La Russie handicapée par sa démographie

La Russie est dans une situation de "désastre démographique" avec une espérance de vie en baisse vertigineuse. Un handicap sérieux dans l’effort de reconstruction de la puissance russe. Analyse de Nicholas Eberstadt, chercheur à l’American Enterprise Institute (think tank conservateur américain). Extraits d’un article paru dans le Herald Tribune le samedi 25 octobre 2008.

Russia is having a genuine demographic disaster from which Russia’s rulers have no obvious exit strategy.
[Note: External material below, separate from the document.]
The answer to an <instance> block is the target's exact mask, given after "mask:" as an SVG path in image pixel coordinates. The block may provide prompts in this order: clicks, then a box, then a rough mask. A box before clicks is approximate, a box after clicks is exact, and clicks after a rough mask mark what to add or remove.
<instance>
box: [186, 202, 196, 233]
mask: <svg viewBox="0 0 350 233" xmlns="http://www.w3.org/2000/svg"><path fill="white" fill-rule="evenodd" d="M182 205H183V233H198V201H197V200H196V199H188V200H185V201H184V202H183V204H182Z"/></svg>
Although the country’s fortunes (and the Kremlin’s ambitions) have waxed on a decade of windfall profits from oil and gas, the human foundations of the Russian nation - the ultimate sources of the country’s wealth and power - are in increasingly parlous straits.

Despite net immigration since the end of Communism, the Russian Federation’s population is nearly seven million people smaller today than at the start of 1992. In the post-Soviet era, Russia has seen three deaths for every two births. Despite a "baby bonus" scheme unveiled by the Kremlin two years ago and a small rise in the birth rate, deaths outnumbered births in Russia by over 250,000 in the first half of 2008.

Russia’s health situation today is a disaster - substantially worse than during the Mikhail Gorbachev years or even the Leonid Brezhnev era. In 2006, overall life expectancy in Russia, then under 67 years, was actually lower than it had been at the end of the 1950s, nearly half a century earlier. For a literate, urbanized society during peacetime, such a monumental public-health failure is a historical anomaly. Russian life expectancy nowadays is about the same as India’s, and life expectancy for Russian men, today barely over 60 years, is lower than for their counterparts in Pakistan.

If projections of the United Nations Population Division come to pass, Russia’s population will fall by another 10 million from now to 2020. Those same projections envision Russian life expectancy lagging ever further behind global averages by 2020 to 2025, in this view, overall life expectancy in Russia would actually be a year lower than average for the world’s less-developed countries - with the men’s expectancy nearly five years below the third world mean.